This past week, I attended a performance of Azad, starring writer, performer and co-director Sona Tatoyan, and I can confidently say that I left the playhouse a changed person. Entering the Pico Playhouse lobby for the showing, I wasn’t quite sure what to expect, as I had a loose idea of the performance. From what I read online, it was a blend of the classical art of oral Middle-Eastern storytelling, the ancient artform of Anatolian Karagöz shadow puppets and the beauty of modern cinema. I flipped through the program I was handed for a moment, then decided to take my seat. What I didn’t know then that I know now is that Azad forever altered my mindset.

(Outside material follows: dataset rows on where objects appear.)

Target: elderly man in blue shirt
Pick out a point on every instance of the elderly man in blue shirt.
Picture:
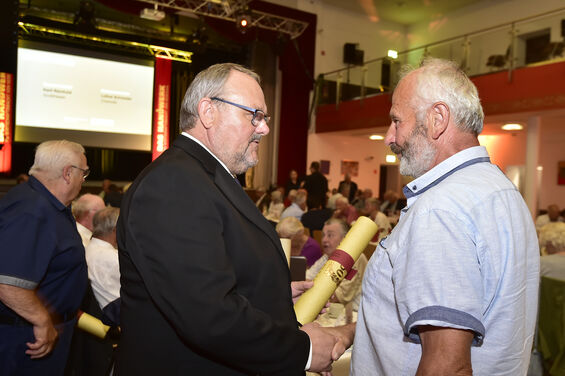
(453, 290)
(42, 266)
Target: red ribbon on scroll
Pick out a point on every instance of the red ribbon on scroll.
(345, 260)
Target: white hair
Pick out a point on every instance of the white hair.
(441, 80)
(51, 157)
(208, 83)
(288, 227)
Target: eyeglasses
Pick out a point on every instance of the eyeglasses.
(85, 173)
(258, 115)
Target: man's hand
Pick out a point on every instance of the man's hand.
(45, 337)
(26, 304)
(445, 351)
(323, 343)
(298, 288)
(345, 335)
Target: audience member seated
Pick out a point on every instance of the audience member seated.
(301, 244)
(552, 238)
(276, 207)
(83, 210)
(113, 196)
(552, 215)
(298, 207)
(332, 199)
(392, 203)
(372, 211)
(103, 265)
(349, 291)
(316, 216)
(105, 187)
(345, 211)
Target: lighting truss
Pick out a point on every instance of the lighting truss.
(227, 10)
(157, 51)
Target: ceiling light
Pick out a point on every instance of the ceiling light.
(512, 127)
(376, 137)
(243, 20)
(152, 14)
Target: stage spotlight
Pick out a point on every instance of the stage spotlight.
(243, 20)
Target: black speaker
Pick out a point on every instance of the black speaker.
(9, 36)
(351, 55)
(386, 73)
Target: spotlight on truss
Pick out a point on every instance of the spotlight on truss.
(243, 20)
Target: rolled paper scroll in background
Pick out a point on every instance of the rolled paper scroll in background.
(311, 302)
(286, 248)
(92, 325)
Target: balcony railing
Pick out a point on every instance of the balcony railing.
(533, 40)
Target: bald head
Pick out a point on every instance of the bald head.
(85, 207)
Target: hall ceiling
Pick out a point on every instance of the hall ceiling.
(404, 11)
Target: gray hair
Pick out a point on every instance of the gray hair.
(301, 196)
(104, 221)
(553, 233)
(82, 205)
(289, 227)
(51, 157)
(208, 83)
(441, 80)
(344, 226)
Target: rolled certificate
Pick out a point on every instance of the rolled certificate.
(286, 248)
(92, 325)
(309, 305)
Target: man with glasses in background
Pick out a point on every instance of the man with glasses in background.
(205, 285)
(43, 271)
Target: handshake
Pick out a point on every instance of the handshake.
(328, 344)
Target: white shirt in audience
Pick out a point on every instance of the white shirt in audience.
(103, 271)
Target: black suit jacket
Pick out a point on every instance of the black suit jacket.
(205, 283)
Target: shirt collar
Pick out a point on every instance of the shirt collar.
(208, 150)
(464, 158)
(37, 186)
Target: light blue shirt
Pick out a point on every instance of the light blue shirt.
(463, 255)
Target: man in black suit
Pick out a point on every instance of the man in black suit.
(348, 188)
(205, 284)
(316, 185)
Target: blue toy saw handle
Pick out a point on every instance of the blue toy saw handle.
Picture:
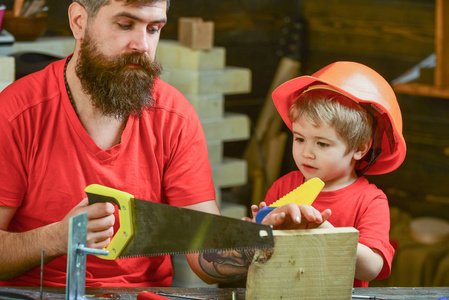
(263, 212)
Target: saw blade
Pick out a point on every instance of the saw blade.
(149, 228)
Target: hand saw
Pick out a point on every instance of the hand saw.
(304, 194)
(149, 228)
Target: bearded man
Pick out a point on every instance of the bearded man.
(99, 116)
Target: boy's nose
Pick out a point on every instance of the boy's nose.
(307, 151)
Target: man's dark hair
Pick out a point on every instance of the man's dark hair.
(93, 6)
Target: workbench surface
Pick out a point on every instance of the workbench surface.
(430, 293)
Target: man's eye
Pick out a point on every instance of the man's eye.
(153, 30)
(125, 26)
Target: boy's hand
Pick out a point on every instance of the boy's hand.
(255, 209)
(292, 216)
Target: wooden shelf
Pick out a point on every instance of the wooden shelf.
(440, 88)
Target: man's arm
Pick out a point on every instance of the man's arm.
(221, 266)
(21, 251)
(230, 265)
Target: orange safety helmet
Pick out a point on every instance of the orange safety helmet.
(366, 87)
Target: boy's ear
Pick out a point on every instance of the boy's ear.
(361, 151)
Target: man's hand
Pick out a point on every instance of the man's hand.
(100, 223)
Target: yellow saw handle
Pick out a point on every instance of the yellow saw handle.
(98, 193)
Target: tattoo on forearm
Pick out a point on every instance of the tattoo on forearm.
(231, 265)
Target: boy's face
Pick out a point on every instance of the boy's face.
(320, 152)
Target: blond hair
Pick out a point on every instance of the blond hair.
(351, 121)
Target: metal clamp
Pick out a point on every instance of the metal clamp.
(76, 258)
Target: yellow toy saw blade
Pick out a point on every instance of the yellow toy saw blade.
(303, 194)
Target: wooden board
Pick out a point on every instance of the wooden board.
(306, 264)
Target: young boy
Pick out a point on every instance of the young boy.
(346, 122)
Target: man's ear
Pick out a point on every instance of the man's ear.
(361, 151)
(77, 20)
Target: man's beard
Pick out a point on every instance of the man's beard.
(118, 86)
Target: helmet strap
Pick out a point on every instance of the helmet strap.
(381, 125)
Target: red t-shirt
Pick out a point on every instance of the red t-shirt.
(360, 205)
(47, 159)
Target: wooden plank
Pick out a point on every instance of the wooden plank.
(306, 264)
(269, 118)
(442, 44)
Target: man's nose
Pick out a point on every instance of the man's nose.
(140, 41)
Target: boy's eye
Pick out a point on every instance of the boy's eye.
(321, 144)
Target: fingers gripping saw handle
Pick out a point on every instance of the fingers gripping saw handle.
(98, 193)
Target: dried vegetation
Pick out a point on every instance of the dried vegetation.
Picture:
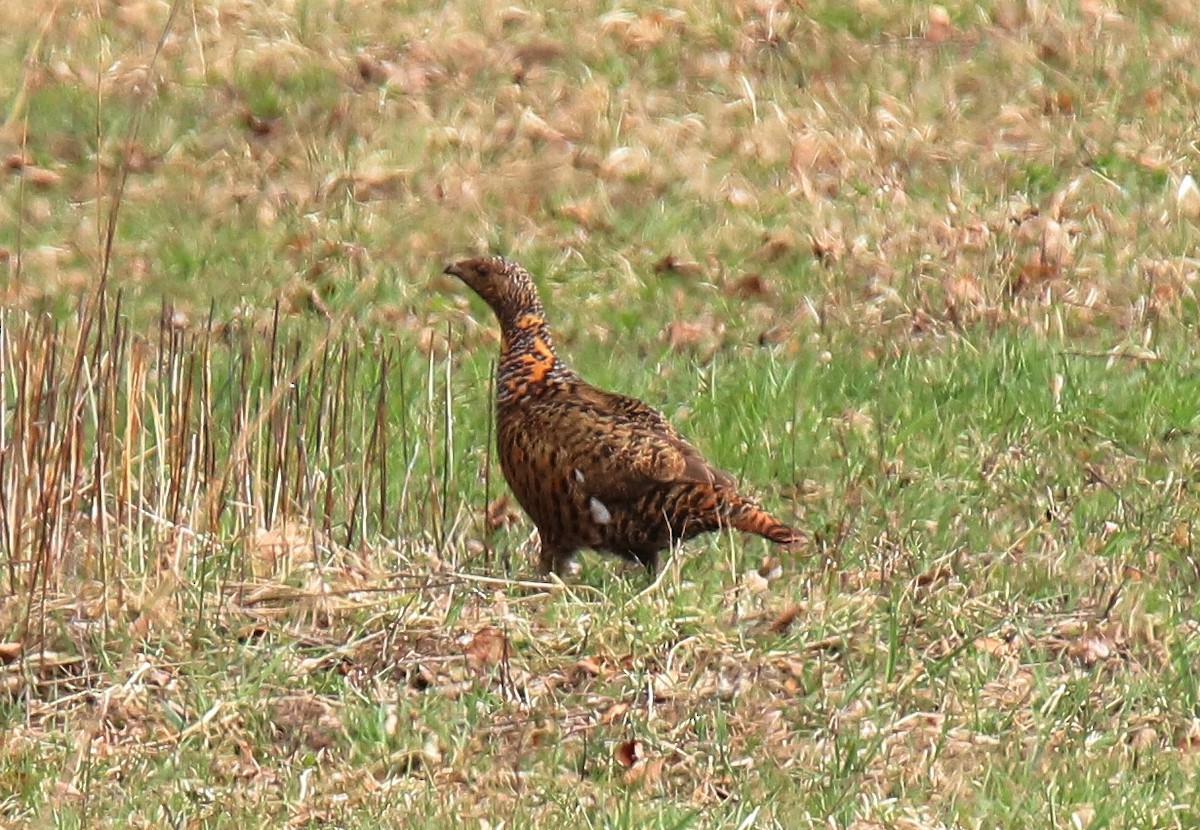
(922, 274)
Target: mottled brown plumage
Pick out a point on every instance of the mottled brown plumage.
(594, 469)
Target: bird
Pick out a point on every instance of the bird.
(592, 468)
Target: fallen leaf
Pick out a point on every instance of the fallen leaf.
(487, 647)
(628, 753)
(784, 620)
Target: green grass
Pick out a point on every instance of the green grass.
(930, 301)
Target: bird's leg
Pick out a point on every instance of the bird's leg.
(556, 559)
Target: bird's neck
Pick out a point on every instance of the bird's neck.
(528, 361)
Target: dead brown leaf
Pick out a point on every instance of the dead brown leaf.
(629, 753)
(784, 620)
(486, 648)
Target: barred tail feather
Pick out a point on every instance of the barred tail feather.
(754, 521)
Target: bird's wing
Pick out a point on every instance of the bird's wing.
(622, 446)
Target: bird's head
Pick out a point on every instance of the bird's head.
(503, 284)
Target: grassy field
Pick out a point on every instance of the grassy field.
(923, 277)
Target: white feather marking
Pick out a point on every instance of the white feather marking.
(600, 513)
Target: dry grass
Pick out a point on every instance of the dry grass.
(921, 274)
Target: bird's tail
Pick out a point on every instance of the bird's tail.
(753, 519)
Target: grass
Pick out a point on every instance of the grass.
(922, 282)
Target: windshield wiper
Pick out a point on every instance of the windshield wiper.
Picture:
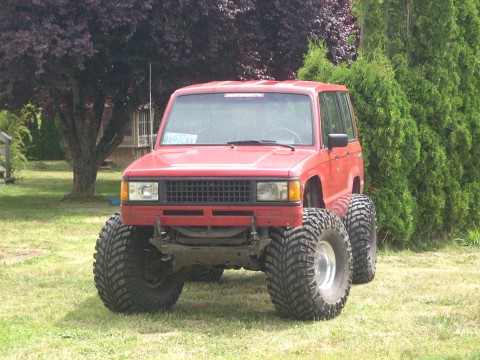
(260, 142)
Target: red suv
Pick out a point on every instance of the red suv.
(260, 175)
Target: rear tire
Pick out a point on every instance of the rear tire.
(129, 273)
(309, 268)
(200, 273)
(360, 222)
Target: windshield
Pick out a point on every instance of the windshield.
(221, 118)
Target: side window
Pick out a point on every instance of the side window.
(347, 115)
(324, 119)
(333, 114)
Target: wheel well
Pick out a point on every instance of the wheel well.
(313, 195)
(356, 186)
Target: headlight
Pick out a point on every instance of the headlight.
(139, 191)
(279, 191)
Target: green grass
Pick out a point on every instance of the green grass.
(422, 305)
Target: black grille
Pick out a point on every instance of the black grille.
(207, 191)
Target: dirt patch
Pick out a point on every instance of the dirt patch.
(9, 259)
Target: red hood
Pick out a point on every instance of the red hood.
(209, 161)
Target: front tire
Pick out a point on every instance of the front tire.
(309, 268)
(129, 273)
(360, 222)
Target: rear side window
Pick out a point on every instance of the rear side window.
(347, 115)
(331, 116)
(337, 115)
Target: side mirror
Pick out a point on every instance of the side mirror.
(337, 140)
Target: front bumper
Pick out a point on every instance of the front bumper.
(265, 216)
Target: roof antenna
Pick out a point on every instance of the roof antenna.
(150, 107)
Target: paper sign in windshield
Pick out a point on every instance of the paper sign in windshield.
(243, 95)
(179, 139)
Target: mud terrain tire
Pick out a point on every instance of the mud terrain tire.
(309, 268)
(128, 271)
(360, 222)
(199, 273)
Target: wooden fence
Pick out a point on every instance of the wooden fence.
(5, 157)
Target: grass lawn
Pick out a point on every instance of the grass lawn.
(420, 306)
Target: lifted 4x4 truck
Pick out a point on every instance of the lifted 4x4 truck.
(260, 175)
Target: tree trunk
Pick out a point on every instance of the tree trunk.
(81, 122)
(84, 178)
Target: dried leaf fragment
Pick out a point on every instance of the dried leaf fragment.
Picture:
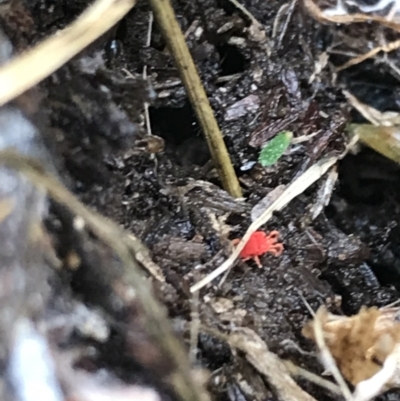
(366, 348)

Walking through the doors of the black box theater, I was greeted with an ambrosial smell reminiscent of my visit to a church in Lebanon. I could not identify why I immediately thought of the church nor could I pinpoint the fragrance notes, but possibly a mix of amber, jasmine, sandalwood, incense, oudh? I couldn’t quite put my finger on it. Nevertheless, and for whatever reason, it smelled like home.
As I continued my walk to my seat in the intimate theater, ornate Armenian rugs were skillfully sprawled on the floor, lit candles brightened up the room, and in the distant corner, Middle-Eastern melodies filled the air through the hands of a man playing an oud, who I later learned was Dimitris Mahlis. I was beyond dazzled at the attention to detail.
I opened the program once more. In addition to Tatoyan and Mahlis, the team that was able to execute this feat includes co-director Jeremy Boxer, Karagöz puppeteer Ahmad Sayeed, musician and sound designer KÁRYYN, Aleppo producer Antoine Makdis, executive producer Ahmad Zahra and associate producer Garo Kharadjian.
And then, it began.
Azad (meaning “free” in Armenian) is “a kaleidoscopic story within a story within a story,” taking audience members from a Middle Eastern coffee shop during the Ottoman era to a pre-civil war Aleppo. It follows Tatoyan’s discovery of her great-great-grandfather’s shadow puppets, which she located a century after the Armenian Genocide in the attic of her family home in Aleppo, Syria.
Her great-great-grandfather was a skilled storyteller (Hakawati) whose chosen artform was Karagöz, an ancient, Anatolian form of pre-cinema that plays with the relationship of shadow and light. As Tatoyan describes it, it is an “alchemist of imagination.” More than that, it allowed for storytellers – like her great-great-grandfather – to “speak the unspeakable,” criticizing the uncriticizable in a time where doing so could get you killed.
This journey leads our storyteller to discover One Thousand and One Nights, the only book she brought on her trip to Aleppo. In the frame story of the novel, the audience hears the famed Middle Eastern folktale that follows a king named Shahryar who discovers that his wife is being unfaithful. This unimaginable pain leads the king to believe that all women are the same, deciding that he will take a new bride each evening and kill her the next morning. A specific character that sticks out is ScherAzad , the daughter of the vizier, who begs her father to offer her up as the king’s next bride. The astute ScherAzad begins to weave magical tales every evening, leaving the story at the most suspenseful, heightened moment, a moment the king wants to know all about. ScherAzad says that she will continue the story…the following morning. She does this for 1,001 nights. During this time, King Shahryar falls in love with ScherAzad, the woman who healed him through the power of storytelling.
“They were moral tales exploring all the shades of the human condition…our capacity for transformation,” says Tatoyan. “The framed story of One Thousand and One Nights is a story of healing trauma.”
A seamless blend of all categories of artistry, Azad utilizes various forms of storytelling, ranging from oral to puppetry, and takes us on Tatoyan’s self-discovery. I have never seen anything quite like it before. It is a question most immigrant children like myself know well: where is home? Is home where I was born? Is home where I come from? These questions are answered in Azad, and sometimes, are left unanswered, showcasing to the audience that it is okay to have a difficult time discerning our identity.
I left the playhouse that evening…different. I’ve never been to a space that allowed me to know that my struggles with identity aren’t something I deal with alone. In that room, with an audience of old and young, Armenian and non-Armenian, we were all bound by a common thread: the desire to be free.